Headache from searching and looking at YouTube stuff about zeroing red dots..when it comes to co-witnessing, seems only AR-15's and other long guns are discussed or when discussing red dots on pistols, all info stops short of mentioning co-witnessing. Are pistol front iron sights co-witnessed with red dot optics? Thanks.... fyi, just got a Vortex Viper for a Ruger Mark IV 22/45 lite.... it's a 6 MOA. Should I have gotten a 3? These old eyes need all the help they can get since they are just learning to shoot for fun.


----------



## VAMarine (Dec 25, 2008)

The answer is....


It depends.

Some will have co-witnessed iron sights if they are available. Most guns will require suppressor height sights.

Most .22 target guns with red dots do not have co-witnessed sights.

More of the tactical / self defense oriented guns are the ones that people make a fuss about co-witnessed sights.

Sent from my SM-G955U using Tapatalk


----------



## hillman (Jul 27, 2014)

About the 6 MOA red dot - it'll probably work out for you on a handgun. The dot will cover 1.5 inches at 25 yards. That ain't a big deal is it?


----------



## jdobitz (Oct 14, 2018)

The combination of the red dot and the Ruger MK IV 22/45 is fantastic! I have the tactical version but it is very similar to the lite. I generally shoot on a 20 yard range and what I find is that as I get better, occaisional 3” 10 round bullseye groups at 20 yards, is that paralax starts to become important with the red dot. I sight in at 10 yards. Since the red dot is about 1” above the barrel I hold about 1.5” low at 20 yards because the bullet is stil climbing. At 5 yards I hold about 0.5” high.

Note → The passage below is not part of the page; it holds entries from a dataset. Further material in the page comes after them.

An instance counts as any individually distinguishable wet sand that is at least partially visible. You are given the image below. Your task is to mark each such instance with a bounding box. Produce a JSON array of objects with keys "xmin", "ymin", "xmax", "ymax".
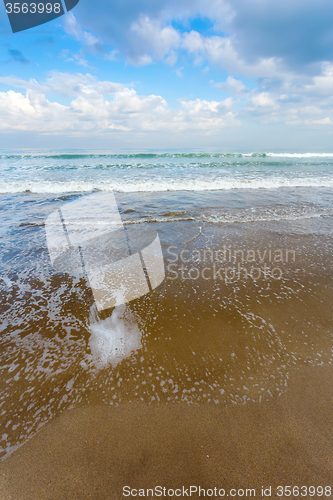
[
  {"xmin": 0, "ymin": 195, "xmax": 333, "ymax": 498},
  {"xmin": 0, "ymin": 365, "xmax": 333, "ymax": 499}
]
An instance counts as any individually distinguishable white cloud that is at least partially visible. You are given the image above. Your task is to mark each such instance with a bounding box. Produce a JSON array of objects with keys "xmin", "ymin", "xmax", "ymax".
[
  {"xmin": 175, "ymin": 67, "xmax": 184, "ymax": 78},
  {"xmin": 3, "ymin": 67, "xmax": 332, "ymax": 135},
  {"xmin": 128, "ymin": 16, "xmax": 181, "ymax": 64},
  {"xmin": 63, "ymin": 12, "xmax": 100, "ymax": 51},
  {"xmin": 0, "ymin": 73, "xmax": 125, "ymax": 98},
  {"xmin": 303, "ymin": 63, "xmax": 333, "ymax": 96},
  {"xmin": 0, "ymin": 72, "xmax": 239, "ymax": 135},
  {"xmin": 0, "ymin": 90, "xmax": 66, "ymax": 131},
  {"xmin": 165, "ymin": 51, "xmax": 178, "ymax": 67},
  {"xmin": 59, "ymin": 0, "xmax": 333, "ymax": 84},
  {"xmin": 251, "ymin": 93, "xmax": 277, "ymax": 107},
  {"xmin": 62, "ymin": 10, "xmax": 287, "ymax": 77},
  {"xmin": 175, "ymin": 97, "xmax": 240, "ymax": 130},
  {"xmin": 239, "ymin": 64, "xmax": 333, "ymax": 125},
  {"xmin": 215, "ymin": 76, "xmax": 247, "ymax": 95},
  {"xmin": 306, "ymin": 117, "xmax": 332, "ymax": 125},
  {"xmin": 182, "ymin": 31, "xmax": 284, "ymax": 78}
]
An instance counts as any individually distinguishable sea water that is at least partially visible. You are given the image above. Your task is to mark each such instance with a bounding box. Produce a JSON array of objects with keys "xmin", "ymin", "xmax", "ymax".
[{"xmin": 0, "ymin": 150, "xmax": 332, "ymax": 459}]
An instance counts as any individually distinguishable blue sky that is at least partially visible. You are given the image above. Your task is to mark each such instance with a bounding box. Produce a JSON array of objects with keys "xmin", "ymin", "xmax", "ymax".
[{"xmin": 1, "ymin": 0, "xmax": 333, "ymax": 150}]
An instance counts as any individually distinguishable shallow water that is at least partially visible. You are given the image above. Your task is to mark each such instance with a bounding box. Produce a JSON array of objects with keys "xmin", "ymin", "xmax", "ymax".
[
  {"xmin": 0, "ymin": 196, "xmax": 332, "ymax": 459},
  {"xmin": 0, "ymin": 151, "xmax": 332, "ymax": 461}
]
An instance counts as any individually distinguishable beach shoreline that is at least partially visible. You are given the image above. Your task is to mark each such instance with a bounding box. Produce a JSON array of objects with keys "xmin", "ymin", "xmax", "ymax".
[
  {"xmin": 1, "ymin": 363, "xmax": 333, "ymax": 499},
  {"xmin": 0, "ymin": 154, "xmax": 332, "ymax": 495}
]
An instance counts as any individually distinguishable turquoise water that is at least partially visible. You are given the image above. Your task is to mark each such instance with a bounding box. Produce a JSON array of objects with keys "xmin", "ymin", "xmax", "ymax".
[
  {"xmin": 1, "ymin": 150, "xmax": 333, "ymax": 234},
  {"xmin": 1, "ymin": 150, "xmax": 333, "ymax": 194}
]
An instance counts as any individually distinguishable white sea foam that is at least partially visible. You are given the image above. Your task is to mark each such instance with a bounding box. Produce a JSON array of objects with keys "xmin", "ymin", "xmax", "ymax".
[
  {"xmin": 202, "ymin": 206, "xmax": 333, "ymax": 224},
  {"xmin": 1, "ymin": 177, "xmax": 333, "ymax": 194},
  {"xmin": 266, "ymin": 152, "xmax": 333, "ymax": 158},
  {"xmin": 88, "ymin": 304, "xmax": 142, "ymax": 369}
]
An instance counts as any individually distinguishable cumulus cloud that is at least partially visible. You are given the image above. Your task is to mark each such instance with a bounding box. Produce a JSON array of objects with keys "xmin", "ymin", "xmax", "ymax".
[
  {"xmin": 0, "ymin": 72, "xmax": 125, "ymax": 97},
  {"xmin": 307, "ymin": 117, "xmax": 332, "ymax": 125},
  {"xmin": 2, "ymin": 65, "xmax": 332, "ymax": 136},
  {"xmin": 127, "ymin": 16, "xmax": 181, "ymax": 65},
  {"xmin": 64, "ymin": 8, "xmax": 286, "ymax": 77},
  {"xmin": 215, "ymin": 76, "xmax": 248, "ymax": 95},
  {"xmin": 62, "ymin": 0, "xmax": 333, "ymax": 76},
  {"xmin": 63, "ymin": 12, "xmax": 102, "ymax": 53},
  {"xmin": 181, "ymin": 31, "xmax": 284, "ymax": 78},
  {"xmin": 251, "ymin": 93, "xmax": 277, "ymax": 108},
  {"xmin": 0, "ymin": 72, "xmax": 239, "ymax": 135},
  {"xmin": 175, "ymin": 97, "xmax": 239, "ymax": 130},
  {"xmin": 303, "ymin": 63, "xmax": 333, "ymax": 96},
  {"xmin": 228, "ymin": 0, "xmax": 333, "ymax": 69},
  {"xmin": 239, "ymin": 62, "xmax": 333, "ymax": 125}
]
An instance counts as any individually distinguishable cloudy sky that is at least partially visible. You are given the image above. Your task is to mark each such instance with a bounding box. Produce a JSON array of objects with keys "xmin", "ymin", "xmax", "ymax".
[{"xmin": 1, "ymin": 0, "xmax": 333, "ymax": 150}]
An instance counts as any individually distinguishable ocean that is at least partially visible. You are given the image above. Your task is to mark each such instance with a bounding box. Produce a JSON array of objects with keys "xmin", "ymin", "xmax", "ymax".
[
  {"xmin": 1, "ymin": 150, "xmax": 333, "ymax": 194},
  {"xmin": 0, "ymin": 150, "xmax": 332, "ymax": 496}
]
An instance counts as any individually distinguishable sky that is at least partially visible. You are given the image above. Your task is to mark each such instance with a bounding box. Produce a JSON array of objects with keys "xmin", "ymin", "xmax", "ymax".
[{"xmin": 1, "ymin": 0, "xmax": 333, "ymax": 150}]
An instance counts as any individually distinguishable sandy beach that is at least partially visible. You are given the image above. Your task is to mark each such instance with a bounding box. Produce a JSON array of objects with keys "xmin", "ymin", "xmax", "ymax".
[
  {"xmin": 0, "ymin": 364, "xmax": 333, "ymax": 499},
  {"xmin": 1, "ymin": 0, "xmax": 333, "ymax": 490},
  {"xmin": 0, "ymin": 155, "xmax": 333, "ymax": 497}
]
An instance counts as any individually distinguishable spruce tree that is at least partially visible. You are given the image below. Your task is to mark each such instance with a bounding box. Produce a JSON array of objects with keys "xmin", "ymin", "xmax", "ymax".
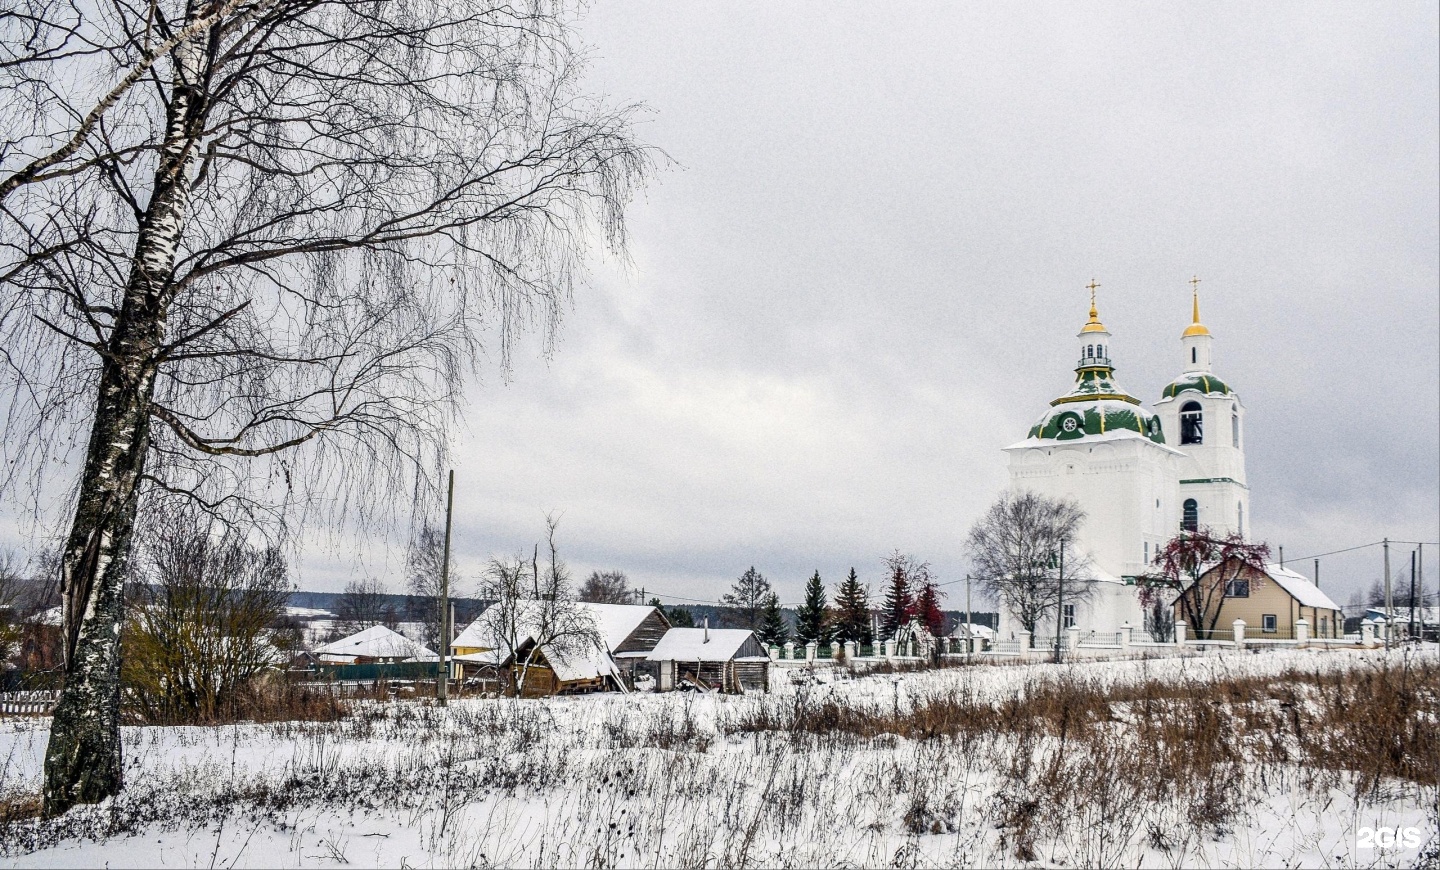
[
  {"xmin": 757, "ymin": 592, "xmax": 790, "ymax": 646},
  {"xmin": 722, "ymin": 566, "xmax": 773, "ymax": 632},
  {"xmin": 880, "ymin": 552, "xmax": 914, "ymax": 639},
  {"xmin": 794, "ymin": 570, "xmax": 831, "ymax": 644},
  {"xmin": 912, "ymin": 572, "xmax": 946, "ymax": 636},
  {"xmin": 833, "ymin": 567, "xmax": 873, "ymax": 644}
]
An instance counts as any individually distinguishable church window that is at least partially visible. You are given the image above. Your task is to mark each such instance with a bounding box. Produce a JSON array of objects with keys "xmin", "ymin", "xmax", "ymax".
[
  {"xmin": 1237, "ymin": 502, "xmax": 1244, "ymax": 535},
  {"xmin": 1225, "ymin": 577, "xmax": 1250, "ymax": 598},
  {"xmin": 1232, "ymin": 411, "xmax": 1240, "ymax": 447},
  {"xmin": 1191, "ymin": 347, "xmax": 1197, "ymax": 364},
  {"xmin": 1182, "ymin": 498, "xmax": 1198, "ymax": 532},
  {"xmin": 1062, "ymin": 604, "xmax": 1076, "ymax": 629},
  {"xmin": 1086, "ymin": 344, "xmax": 1094, "ymax": 359},
  {"xmin": 1180, "ymin": 401, "xmax": 1203, "ymax": 444}
]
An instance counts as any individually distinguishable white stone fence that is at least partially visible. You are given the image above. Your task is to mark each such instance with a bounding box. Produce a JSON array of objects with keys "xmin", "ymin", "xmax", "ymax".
[{"xmin": 0, "ymin": 689, "xmax": 60, "ymax": 716}]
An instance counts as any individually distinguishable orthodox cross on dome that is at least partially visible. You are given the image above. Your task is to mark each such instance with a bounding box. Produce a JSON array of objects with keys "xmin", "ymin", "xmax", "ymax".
[
  {"xmin": 1080, "ymin": 278, "xmax": 1107, "ymax": 334},
  {"xmin": 1183, "ymin": 274, "xmax": 1210, "ymax": 337}
]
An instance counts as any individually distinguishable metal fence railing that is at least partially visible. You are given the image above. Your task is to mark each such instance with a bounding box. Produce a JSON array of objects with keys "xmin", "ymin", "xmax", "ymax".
[{"xmin": 1245, "ymin": 626, "xmax": 1294, "ymax": 640}]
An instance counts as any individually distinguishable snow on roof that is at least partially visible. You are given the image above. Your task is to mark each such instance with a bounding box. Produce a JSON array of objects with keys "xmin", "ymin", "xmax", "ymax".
[
  {"xmin": 449, "ymin": 601, "xmax": 629, "ymax": 684},
  {"xmin": 646, "ymin": 627, "xmax": 755, "ymax": 662},
  {"xmin": 582, "ymin": 603, "xmax": 663, "ymax": 650},
  {"xmin": 451, "ymin": 602, "xmax": 658, "ymax": 653},
  {"xmin": 313, "ymin": 625, "xmax": 437, "ymax": 661},
  {"xmin": 1264, "ymin": 564, "xmax": 1342, "ymax": 611},
  {"xmin": 26, "ymin": 605, "xmax": 61, "ymax": 626},
  {"xmin": 948, "ymin": 623, "xmax": 996, "ymax": 639},
  {"xmin": 284, "ymin": 606, "xmax": 336, "ymax": 620},
  {"xmin": 1002, "ymin": 428, "xmax": 1184, "ymax": 455}
]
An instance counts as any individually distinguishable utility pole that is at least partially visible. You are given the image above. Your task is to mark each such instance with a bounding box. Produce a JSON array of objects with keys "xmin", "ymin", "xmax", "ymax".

All in all this combination is more fun than it should be. BTW, if you haven’t put in the Volquartsen trigger, sear, and hammer set you need to. World of difference for the trigger.


----------



## Tailgate (Jul 28, 2018)

jdobitz said:


> The combination of the red dot and the Ruger MK IV 22/45 is fantastic! I have the tactical version but it is very similar to the lite. I generally shoot on a 20 yard range and what I find is that as I get better, occaisional 3" 10 round bullseye groups at 20 yards, is that paralax starts to become important with the red dot. I sight in at 10 yards. Since the red dot is about 1" above the barrel I hold about 1.5" low at 20 yards because the bullet is stil climbing. At 5 yards I hold about 0.5" high.
> 
> All in all this combination is more fun than it should be. BTW, if you haven't put in the Volquartsen trigger, sear, and hammer set you need to. World of difference for the trigger.


thanks...i still have a lot to learn about using the red dot.. there's definitely a learning curve. I just got the Tandemkross trigger.. also has a halo, compensator, hive grips.... trigger pull is a hair over 3lbs...haven't shot her yet...


----------